Why R (Biostatistician's version)

Mon, Jul 13, 2020 5-minute read

Contrary to the majority of R content which is directed towards data science and related business domains, this post is in the context of biostatistics. So, if you are a biostatistician (working or aspiring) let me explain why I think R is a good investment of your time. I don’t assume you have any prior knowledge about programming, so I will provide some information about it in broad strokes.

rstudio-windows

Versatile

Most biostatisicians I know in academia use some combination of SPSS, MedCalc, PASS, and/or Excel for their work. Arguably, all these tools can be replaced with R and its packages which form an ecosystem that integrates multiple tools for all purposes related to a statistician’s work. There are also multiple document writing packages which can help you even replace Word and PowerPoint with R’s environment.

For more advanced applications, R can interact with databases or scrape web pages for data collection. Its modeling capabilities can be extended to machine learning algorithms and neural networks. There is even a package you could use to make web applications that can interactively present any model or process made in the backend with R.

Educational

Using R (versus graphical statistical software) does not inherently give you more education on statistics and modeling. But programming shifts your mindset away from the end-user perspective and closer to the “creator” one, and the latter is usually more concerned with how and why things work they way the do. While both types of software contain documentation and references to the book/paper on which a procedure is based, I’ve seen far more programmers mention official documentation than graphical software users who might mostly rely on tutorials and community posts, which could be more error prone than the original resources. Again, let me re-emphasize that the relationship here is associative, not causal. R is still a tool, and it will not teach you anything.

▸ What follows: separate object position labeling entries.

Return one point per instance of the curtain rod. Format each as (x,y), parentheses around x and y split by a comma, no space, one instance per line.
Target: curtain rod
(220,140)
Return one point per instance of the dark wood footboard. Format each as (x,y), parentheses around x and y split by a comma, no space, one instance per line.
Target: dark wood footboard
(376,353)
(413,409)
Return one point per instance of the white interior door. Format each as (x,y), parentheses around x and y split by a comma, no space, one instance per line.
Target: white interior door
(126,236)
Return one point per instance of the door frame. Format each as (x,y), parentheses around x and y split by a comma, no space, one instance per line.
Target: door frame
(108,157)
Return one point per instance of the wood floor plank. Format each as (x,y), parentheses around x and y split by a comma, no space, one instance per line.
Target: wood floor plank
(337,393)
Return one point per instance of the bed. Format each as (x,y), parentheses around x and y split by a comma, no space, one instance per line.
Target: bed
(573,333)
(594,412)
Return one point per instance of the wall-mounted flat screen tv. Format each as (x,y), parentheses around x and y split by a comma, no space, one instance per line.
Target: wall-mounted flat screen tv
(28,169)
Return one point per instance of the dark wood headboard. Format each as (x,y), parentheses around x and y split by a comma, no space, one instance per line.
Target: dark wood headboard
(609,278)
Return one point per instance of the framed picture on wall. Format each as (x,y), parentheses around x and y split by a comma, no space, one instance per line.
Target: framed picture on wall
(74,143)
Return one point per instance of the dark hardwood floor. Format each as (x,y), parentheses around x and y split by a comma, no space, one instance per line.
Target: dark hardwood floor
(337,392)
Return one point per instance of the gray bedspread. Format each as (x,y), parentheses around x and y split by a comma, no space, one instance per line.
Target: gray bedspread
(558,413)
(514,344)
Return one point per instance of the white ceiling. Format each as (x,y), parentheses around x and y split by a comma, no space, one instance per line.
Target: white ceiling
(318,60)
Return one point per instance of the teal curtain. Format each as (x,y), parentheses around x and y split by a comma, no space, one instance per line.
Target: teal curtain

Apart from the mindset and documentation, you could use simulation to generate data and test any statistical theory or concept. I highly recommend it as a powerful learning tool. One example I did before was simulating F statistics from simple linear regression of generated data given some sample size and correlation coefficient. The goal was to see the F value’s sensitivity to these two factors.

Plain text

Writing code in R or any other language is nothing more than writing plain text, which means code can be easily copied, pasted, or manipulated by a text editor. The code files are very small in size, so back-ups and transfers are also easy. Another huge advantage is that they can be managed with version control systems like git which tracks changes to the code, allows uploading to GitHub and similar sites, and facilitates collaboration on coding projects.

The following line of code is a concise command that tells R to fit a linear model using height as the dependent variable and weight as the independent variable, and these variables are pulled from a dataset named women.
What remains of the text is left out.